Os eleitos, os escolhidos, são aqueles que entenderam que urge rezar sempre sem desencorajar-se (sem desistir). São os que entenderam e que têm a certeza que são amados e “olhados” pelo Senhor. São os que buscam o Senhor e amam-No como Ele mesmo os busca e os ama. Os escolhidos vivem “tensionados” em direção ao Senhor Deus e desta maneira encontram sua dignidade, sua imagem e sua semelhança, salvam a própria humanidade e salvam toda a criação nesta sua relação com Deus.
- “... clamando por ele dia e noite ...” (v. 7) por Aquele que é o pai dos órfãos e o protetor das viúvas (Cf. Sl 68,6). De um lado parece que nós somos pacientes para com Deus (esperamos sua resposta) e de outro lado parece que Deus é paciente para conosco (espera nossa conversão), como diz a carta de São Pedro: “... um dia diante do Senhor é como mil anos, e mil anos como um dia. O Senhor não retarda o cumprimento de sua promessa ... mas usa da paciência para convosco. ... quer que todos se arrependam" (2Pd 3, 8-9). De um lado, Deus tem paciência: um dia é como se fosse mil anos. De outro lado, o Senhor tem urgência, nos quer convertido como uma viúva que encontra o Esposo: mil anos como um dia.
“A demora de Deus”. Deus – porque é amor – tem desejo infinito por nós e espera que não percamos esse seu desejo, amor, por nós. Como pode acontecer isso?
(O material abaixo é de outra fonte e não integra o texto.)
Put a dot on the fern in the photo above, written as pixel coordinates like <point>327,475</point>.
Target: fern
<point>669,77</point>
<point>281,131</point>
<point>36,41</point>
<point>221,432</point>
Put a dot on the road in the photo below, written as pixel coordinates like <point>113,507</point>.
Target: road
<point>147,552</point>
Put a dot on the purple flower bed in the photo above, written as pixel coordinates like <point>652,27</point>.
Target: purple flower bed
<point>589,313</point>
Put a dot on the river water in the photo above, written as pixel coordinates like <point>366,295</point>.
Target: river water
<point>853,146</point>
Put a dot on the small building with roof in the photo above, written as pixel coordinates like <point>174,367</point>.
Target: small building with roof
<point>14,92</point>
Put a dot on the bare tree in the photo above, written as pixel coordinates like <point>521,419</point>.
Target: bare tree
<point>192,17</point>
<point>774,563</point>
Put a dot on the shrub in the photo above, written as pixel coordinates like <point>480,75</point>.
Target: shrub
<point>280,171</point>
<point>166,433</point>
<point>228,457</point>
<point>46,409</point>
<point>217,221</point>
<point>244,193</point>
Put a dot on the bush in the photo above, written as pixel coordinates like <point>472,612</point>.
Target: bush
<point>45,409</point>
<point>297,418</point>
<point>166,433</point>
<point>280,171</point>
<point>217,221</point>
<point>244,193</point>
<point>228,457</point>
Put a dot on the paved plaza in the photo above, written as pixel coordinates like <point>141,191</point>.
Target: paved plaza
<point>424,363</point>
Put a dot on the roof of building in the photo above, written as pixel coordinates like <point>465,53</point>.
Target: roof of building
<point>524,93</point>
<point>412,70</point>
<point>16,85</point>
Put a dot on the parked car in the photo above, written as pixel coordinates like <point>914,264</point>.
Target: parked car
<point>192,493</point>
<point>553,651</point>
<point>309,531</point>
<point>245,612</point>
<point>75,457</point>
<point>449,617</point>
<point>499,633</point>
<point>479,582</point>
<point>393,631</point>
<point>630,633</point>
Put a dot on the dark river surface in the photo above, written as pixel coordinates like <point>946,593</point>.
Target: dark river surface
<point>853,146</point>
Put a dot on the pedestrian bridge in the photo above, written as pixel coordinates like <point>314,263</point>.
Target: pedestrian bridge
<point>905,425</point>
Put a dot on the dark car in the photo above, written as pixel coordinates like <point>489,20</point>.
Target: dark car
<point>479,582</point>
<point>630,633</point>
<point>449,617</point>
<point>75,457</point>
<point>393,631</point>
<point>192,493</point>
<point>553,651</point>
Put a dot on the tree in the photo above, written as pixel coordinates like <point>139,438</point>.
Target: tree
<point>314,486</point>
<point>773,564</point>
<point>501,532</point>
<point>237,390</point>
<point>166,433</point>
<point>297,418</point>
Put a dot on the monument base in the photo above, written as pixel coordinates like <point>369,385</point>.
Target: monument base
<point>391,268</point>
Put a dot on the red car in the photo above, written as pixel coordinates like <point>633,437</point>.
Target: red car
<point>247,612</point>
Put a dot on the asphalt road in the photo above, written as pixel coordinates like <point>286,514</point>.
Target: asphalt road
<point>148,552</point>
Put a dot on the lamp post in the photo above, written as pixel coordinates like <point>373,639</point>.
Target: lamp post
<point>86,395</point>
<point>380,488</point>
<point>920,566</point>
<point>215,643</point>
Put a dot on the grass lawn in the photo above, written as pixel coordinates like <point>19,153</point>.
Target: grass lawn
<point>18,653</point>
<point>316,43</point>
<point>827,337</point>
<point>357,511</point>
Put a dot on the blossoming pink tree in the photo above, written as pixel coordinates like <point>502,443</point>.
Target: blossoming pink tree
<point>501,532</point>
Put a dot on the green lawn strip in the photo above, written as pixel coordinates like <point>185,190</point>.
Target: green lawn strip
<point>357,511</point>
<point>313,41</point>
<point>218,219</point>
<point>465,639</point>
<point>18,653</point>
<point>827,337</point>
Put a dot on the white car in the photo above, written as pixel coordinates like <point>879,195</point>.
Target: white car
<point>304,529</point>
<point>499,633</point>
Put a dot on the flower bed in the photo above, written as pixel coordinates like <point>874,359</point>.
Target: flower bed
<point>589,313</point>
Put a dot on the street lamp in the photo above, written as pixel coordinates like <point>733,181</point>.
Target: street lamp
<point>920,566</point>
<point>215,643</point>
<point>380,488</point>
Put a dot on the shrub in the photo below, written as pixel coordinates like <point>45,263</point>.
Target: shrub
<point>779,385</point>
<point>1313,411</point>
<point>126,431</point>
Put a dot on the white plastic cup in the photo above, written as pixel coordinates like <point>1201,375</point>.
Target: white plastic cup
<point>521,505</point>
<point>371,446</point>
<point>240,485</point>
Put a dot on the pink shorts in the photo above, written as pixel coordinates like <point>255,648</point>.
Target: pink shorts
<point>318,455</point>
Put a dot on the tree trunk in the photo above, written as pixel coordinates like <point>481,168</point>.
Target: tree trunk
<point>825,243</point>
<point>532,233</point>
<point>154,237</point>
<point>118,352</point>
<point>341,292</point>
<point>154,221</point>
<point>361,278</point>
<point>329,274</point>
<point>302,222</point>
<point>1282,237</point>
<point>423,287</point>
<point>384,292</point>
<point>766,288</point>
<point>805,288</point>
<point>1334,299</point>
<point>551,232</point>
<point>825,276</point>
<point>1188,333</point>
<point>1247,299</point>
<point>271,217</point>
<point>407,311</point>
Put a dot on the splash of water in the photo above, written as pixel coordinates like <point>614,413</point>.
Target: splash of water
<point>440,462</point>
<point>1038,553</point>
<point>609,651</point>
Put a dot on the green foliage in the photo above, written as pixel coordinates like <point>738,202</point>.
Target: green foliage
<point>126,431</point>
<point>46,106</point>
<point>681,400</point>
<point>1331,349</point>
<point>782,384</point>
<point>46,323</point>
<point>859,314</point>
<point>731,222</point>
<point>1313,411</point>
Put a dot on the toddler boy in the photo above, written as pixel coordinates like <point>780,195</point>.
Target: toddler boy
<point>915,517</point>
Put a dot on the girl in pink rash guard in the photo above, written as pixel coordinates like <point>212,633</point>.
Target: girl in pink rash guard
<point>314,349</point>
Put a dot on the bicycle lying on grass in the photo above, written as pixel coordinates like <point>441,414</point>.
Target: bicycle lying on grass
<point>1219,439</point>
Se nós O desejamos – e não somente as coisas d´Ele – nós não perderemos seu desejo por nós, pois haverá encontro entre a criatura e o Criador. De qualquer maneira o ser humano tem precisão desse amor, desse desejo infinito para que finalmente se torne “gente”, se saia de um mero projeto “terreno” de vida. Se O desejarmos teremos acesso ao desejo infinito de Deus por nós. O drama é que os homens não buscam, não rezam, não desejam e terminam por rejeitar o desejo, o amor, de Deus. Mas Deus espera, tem paciência.
- “Digo-vos que em breve lhes fará justiça” (v. 8). Quando a comunidade cristã se mantém com o seu Senhor (orar sem desistir), abraça seu amor, pensamento, seus juízo e ações, significa que não mais é uma viúva porque finalmente encontrou o seu Esposo. Aqui o Reino já está acontecendo no cotidiano, não há mais desamparo porque estão unidos, aconteça o que acontecer (“Na alegria e na tristeza, na saúde e na doença”). Os meios e os caminhos nem sempre sabemos, mas a providência divina tem mostrado e dado provas de como realmente a salvação e o livramento acontecem, a justiça vai sendo realizada, os corações separados se reconciliam. Quem não se lembra de Noé? Enquanto o dilúvio se formava a família de Noé que esperava em Deus se salvou, enquanto outros.... E quem não se lembra de Ló? Enquanto a família de Ló saia de Sodoma, os demais habitantes.....
- “Digo-vos que em breve lhes fará justiça. Mas, quando vier o Filho do Homem, acaso achará fé sobre a terra?” (v. 8)
Fé é adesão aos pensamentos, juízos e atitudes do Senhor. Tal adesão acontece pela oração incessante, pela busca e o desejo d´Ele. Importa que nossa fé seja de tal quilate que cheguemos a amar com aquele amor que recebemos de Deus. Desta maneira o Reino vai acontecendo no nosso dia-a-dia.
A Bíblia termina com uma oração: “Vem, Senhor Jesus”. Oração que expressa aquele desejo maior pelas coisas do Alto, pelo amor, pela verdade e pelo bem. Para que o nosso desejo não seja pequeno, oremos sem cessar até que o nosso desejo se torne infinito, se torne desejo do Esposo, do Esposo da viúva desamparada que é a comunidade cristã neste mundo, que é toda alma cristã que anseia por novos céus e nova terra. Que a nossa oração nos leve a desejar o Senhor das bênçãos e não meramente as bênçãos do Senhor.